Last week I visited a couple of millionaire real estate managers who run property portfolios for publicly-traded companies.
Both groups - the Shah brothers at Hersha Hospitality Trust, and Ed Cohen's Resource Real Estate - are happy to call Philadelphia home and use it as the base for their expansive national business activities. But neither of them invest here much.
They told me they're not suprised that Center City's office space and office rents have been flat for 20 years. And they don't see that as a problem: It keeps costs down, so they get more for their Philly home and home-office dollars.
Civic boosters, like hardworking Paul Levy at the Center City District, get mad at me when I point out this kind of thing. So I felt vindicated, a little, when I read what looked like a classic early-Philly precedent for the Way We Are:
Stephen Girard, the richest man in early 1800s America, "was a key factor in moving the financial center of the United States from Philadelphia to New York, and in moving the number of early government agencies from Philadelphia to Washington DC... He saw these undertakings as 'of a lower nature'... He sought to keep Philadelphia as 'the village in between'" the nasty politicians in the capital and the grubby traders in New York.
It's not our fault!

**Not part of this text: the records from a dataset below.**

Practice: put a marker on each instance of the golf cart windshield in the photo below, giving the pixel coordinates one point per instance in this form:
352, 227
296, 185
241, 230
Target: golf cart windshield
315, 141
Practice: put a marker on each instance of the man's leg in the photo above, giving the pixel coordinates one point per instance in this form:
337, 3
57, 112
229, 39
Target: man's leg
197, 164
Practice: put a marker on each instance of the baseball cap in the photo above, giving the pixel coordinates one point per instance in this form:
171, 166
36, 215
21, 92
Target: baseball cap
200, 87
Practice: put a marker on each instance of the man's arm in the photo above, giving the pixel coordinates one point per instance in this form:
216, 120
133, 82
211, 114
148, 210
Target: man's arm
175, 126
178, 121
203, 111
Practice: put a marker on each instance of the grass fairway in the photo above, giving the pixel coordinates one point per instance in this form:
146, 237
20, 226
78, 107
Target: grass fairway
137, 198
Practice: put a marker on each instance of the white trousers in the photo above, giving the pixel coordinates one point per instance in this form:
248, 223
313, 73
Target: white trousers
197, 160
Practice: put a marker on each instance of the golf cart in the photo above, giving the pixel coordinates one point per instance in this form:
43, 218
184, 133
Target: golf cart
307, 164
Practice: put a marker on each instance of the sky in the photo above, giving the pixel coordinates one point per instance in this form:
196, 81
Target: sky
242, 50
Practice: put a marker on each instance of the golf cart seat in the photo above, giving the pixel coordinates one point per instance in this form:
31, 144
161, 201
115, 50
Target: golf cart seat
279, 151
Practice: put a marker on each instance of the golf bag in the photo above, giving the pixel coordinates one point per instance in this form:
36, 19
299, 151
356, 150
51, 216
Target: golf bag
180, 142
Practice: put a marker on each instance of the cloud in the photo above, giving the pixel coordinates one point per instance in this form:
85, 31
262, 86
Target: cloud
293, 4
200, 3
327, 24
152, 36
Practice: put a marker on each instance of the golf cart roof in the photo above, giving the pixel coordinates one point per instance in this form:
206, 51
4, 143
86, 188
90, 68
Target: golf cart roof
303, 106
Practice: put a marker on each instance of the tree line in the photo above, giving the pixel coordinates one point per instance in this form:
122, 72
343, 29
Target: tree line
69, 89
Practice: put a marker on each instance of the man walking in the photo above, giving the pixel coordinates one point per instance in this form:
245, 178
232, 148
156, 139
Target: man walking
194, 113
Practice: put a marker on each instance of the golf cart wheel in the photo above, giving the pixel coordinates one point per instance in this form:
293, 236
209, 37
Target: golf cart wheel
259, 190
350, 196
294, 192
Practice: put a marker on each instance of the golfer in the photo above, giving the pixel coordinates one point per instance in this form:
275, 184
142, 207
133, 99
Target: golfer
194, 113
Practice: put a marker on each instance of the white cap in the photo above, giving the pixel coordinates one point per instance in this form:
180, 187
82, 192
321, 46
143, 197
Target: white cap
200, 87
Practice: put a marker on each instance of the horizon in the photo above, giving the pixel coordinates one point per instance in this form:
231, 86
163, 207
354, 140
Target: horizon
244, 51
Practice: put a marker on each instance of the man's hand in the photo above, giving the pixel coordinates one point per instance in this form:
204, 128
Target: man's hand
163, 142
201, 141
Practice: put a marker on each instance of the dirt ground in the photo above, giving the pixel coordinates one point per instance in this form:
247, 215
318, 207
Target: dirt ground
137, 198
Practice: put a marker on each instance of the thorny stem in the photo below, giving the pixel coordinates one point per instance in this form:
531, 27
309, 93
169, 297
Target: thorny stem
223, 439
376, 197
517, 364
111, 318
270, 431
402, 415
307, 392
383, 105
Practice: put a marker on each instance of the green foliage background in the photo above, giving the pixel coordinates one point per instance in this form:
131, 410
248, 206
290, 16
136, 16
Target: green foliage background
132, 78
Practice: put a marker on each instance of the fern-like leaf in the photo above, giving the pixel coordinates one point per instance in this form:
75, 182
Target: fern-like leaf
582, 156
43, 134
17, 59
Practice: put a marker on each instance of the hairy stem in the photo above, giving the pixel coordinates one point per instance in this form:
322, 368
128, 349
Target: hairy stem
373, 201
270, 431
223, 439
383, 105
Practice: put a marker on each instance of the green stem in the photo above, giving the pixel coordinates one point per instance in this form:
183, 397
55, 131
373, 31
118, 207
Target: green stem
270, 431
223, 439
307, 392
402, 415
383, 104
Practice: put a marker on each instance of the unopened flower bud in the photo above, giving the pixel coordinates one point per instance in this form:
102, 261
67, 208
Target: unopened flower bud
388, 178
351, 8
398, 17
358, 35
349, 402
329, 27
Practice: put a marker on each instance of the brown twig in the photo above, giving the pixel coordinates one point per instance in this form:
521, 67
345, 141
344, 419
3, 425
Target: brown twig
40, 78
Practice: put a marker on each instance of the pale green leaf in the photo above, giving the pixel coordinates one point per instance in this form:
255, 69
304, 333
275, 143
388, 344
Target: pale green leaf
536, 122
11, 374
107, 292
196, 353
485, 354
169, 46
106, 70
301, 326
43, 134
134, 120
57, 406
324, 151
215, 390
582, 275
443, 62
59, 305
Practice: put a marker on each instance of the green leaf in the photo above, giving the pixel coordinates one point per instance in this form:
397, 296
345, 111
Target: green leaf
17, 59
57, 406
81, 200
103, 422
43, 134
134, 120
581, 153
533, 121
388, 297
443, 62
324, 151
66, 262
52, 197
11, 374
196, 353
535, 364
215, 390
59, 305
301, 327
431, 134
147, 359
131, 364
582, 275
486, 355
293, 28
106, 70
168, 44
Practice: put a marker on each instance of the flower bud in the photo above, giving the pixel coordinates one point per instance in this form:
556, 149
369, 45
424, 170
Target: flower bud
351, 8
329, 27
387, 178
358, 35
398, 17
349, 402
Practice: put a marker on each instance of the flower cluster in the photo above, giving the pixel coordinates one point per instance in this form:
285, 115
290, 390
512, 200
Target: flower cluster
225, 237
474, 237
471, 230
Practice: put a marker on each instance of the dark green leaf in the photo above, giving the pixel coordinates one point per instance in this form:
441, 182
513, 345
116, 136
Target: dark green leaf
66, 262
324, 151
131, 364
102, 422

Philadelphia was born to be the nation's suburb! A place to enjoy life, while you make your money somewhere else! From post-Revolutionary times, to our smartphone and cloud-server days, when you really can work from anywhere! We're not inferior, we're fulfilling the destiny that our leading citizen (since Franklin) wisely decreed!
Or did he? The quote is from Wikipedia, the Online Encyclopedia. And it's unsourced. You can also read versions at Webster's Dictionary Online, Answers.com, and Philebrity, to name three other Web oracles that post versions of the Girard-banishment claim.
But I didn't want mere Web scrawl. I wanted Authority. I called the McNeil Center for Early American Studies at Penn: "Never heard that." I visited the keepers of the copious Stephen Girard letterbook index at the American Philosophical Society, next to Girard's old bank: "Can't find that." Then I called a couple of Girard scholars:
"When I began my work on Girard and Girard College, this story was not there," but "I now see it is prominent" on the Internet - even though it has "no substance in fact," says retired Harvard librarian Ken Carpenter, a Girard College graduate and scholar. Girard owned Philadelphia banks and traded on the Philadelphia exchange, Carpenter pointed out.
"I don't recall running across anything like the quotation," says Prof. Robert E. Wright, who wrote a chapter on Girard, with coauthor David Cowen, for the book Financial Founding Fathers, and chronicled and dissected Philadelphia's financial history for his own book America's First Wall Street (which was Chestnut Street.) "Girard was certainly critical of Philadelphia. But he would have been critical of any place he lived," Wright added. "That is how he rolled."
Girard left vast papers, and no living scholar seems to have read them all, or written a comprehensive modern biography. But "even if he did say something to that effect, he had no power to make it true," Wright told me. "He was not a major political figure," or a party to the North-South political compromise that settled Washington as the nation's capital.
And "even if he had been politically important, how does that justify Philly's recent stagnation?" Wright asked.
"How about this: Horrible schools, a demented political system, outrageous taxes, dangerous levels of crime, and huge areas of urban blight that the city only shifts around, rather than reduces? Not to mention a 'septic' public transportation system, (and) several colleges and universities with reputations based on the success of their basketball teams."
Wright recently relocated to an endowed professorial chair at Augustana College out West, but he's still trying to sell his home in Abington, "if you know anyone interested in a real steal."